20th March 2017, Obertshausen
Karl Mayer, a leading warp knitting machinery manufacturer, will focus on textile-reinforced concrete and functional clothing for the sports and athleisure sectors at the upcoming Techtextil exhibition, which will be held from 9-12 May in Frankfurt.
With its impressive stand design and carefully selected exhibits, Karl Mayer is looking forward to a successful show. “Alongside JEC World, Techtextil is the most important trade fair for us,” explained Jochen Schmidt. “We meet many of our customers there, who are frequently exhibitors themselves, and we are also expecting to have some interesting conversations with people who are visiting us the first time.”
Textile reinforcing materials offer better ecological and economic alternatives to steel reinforcements when building with concrete. Since textiles do not rust, only a thin covering material is required, the company reports. This saves on resources, reduces environmental pollution and also enables thin-walled, filigree designs to be produced, according to the manufacturer.
Karl Mayer Technische Textilien offers the RS MSUS-G weft-insertion warp knitting machine for producing the textiles that are used as an innovative way of reinforcing concrete. This high-speed raschel machine with weft insertion in line with the stitch courses can produce heavy carbon-fibre grids, which are used by members of TUDALIT e.V.
This association is responsible for the TUDALIT trademark-protected brand for maintaining quality standards in the production and use of textile-reinforced concrete. Allgemeine bauaufsichtliche Zulassung (General Building Regulations Approval) has already been applied for to cover certain concrete components containing weft-inserted, warp-knitted textiles.
The textiles produced on the machines manufactured by Karl Mayer Technische Textilien can be used to reinforce the composite materials used in concrete construction, as well as plastic composites. Here, ready-consolidated, fibre-thermoplastic, semi-finished products, so-called organic sheets, have become more important in recent years, the company reports.
According to Jochen Schmidt, the Managing Director of Karl Mayer Technische Textilien, the concept of fibre spreading is also starting to be a hot topic. Before they are joined to the plastic matrix, the fibre tapes are spread using Karl Mayer’s UD 500 and UD 700 fibre spreading machines.
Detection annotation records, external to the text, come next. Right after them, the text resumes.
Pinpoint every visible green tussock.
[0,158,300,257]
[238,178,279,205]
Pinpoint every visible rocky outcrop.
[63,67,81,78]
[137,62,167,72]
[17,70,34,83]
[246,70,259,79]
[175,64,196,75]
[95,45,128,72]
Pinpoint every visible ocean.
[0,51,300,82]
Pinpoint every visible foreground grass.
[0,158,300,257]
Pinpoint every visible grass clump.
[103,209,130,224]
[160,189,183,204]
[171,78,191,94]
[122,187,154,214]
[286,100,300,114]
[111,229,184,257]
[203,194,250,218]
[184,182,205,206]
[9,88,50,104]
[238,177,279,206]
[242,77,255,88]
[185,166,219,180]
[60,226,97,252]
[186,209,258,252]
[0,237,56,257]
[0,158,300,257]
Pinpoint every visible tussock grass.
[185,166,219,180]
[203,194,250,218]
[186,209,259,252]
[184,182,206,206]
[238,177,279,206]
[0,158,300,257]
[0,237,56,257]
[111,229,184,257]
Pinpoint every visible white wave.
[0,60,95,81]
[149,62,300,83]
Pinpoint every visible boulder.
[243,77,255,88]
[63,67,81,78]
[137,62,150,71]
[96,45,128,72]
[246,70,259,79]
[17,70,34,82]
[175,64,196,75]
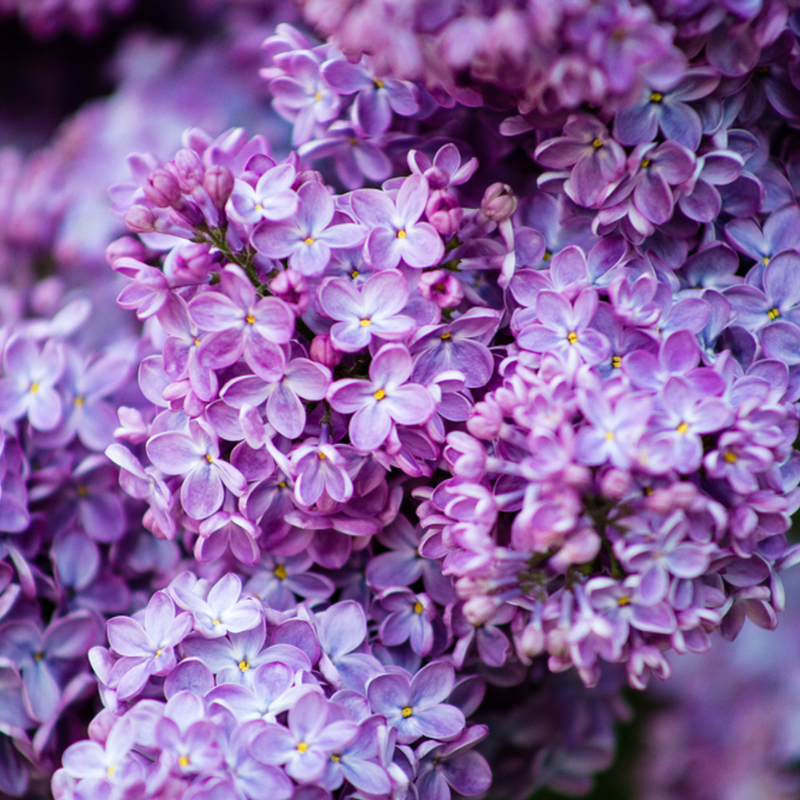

Stylish, functional stretch and non-stretch textiles are a speciality of Karl Mayer’s warp knitting machines. The company’s high-speed tricot machines, jacquard raschel machines and double-bar raschel machines can produce a variety of structured and openwork designs from a single source, and also work functional zones that can be integrated into a garment, such as a jersey.
Zones are created, which provide a defined compression, breathability, warmth retention and freedom of movement. This is based on body mapping principles and the zones are located in exactly the right places. Karl Mayer’s double-bar raschel machines are also setting functional trends when producing seamless items that are making quite a fashion statement, the manufacturer explains.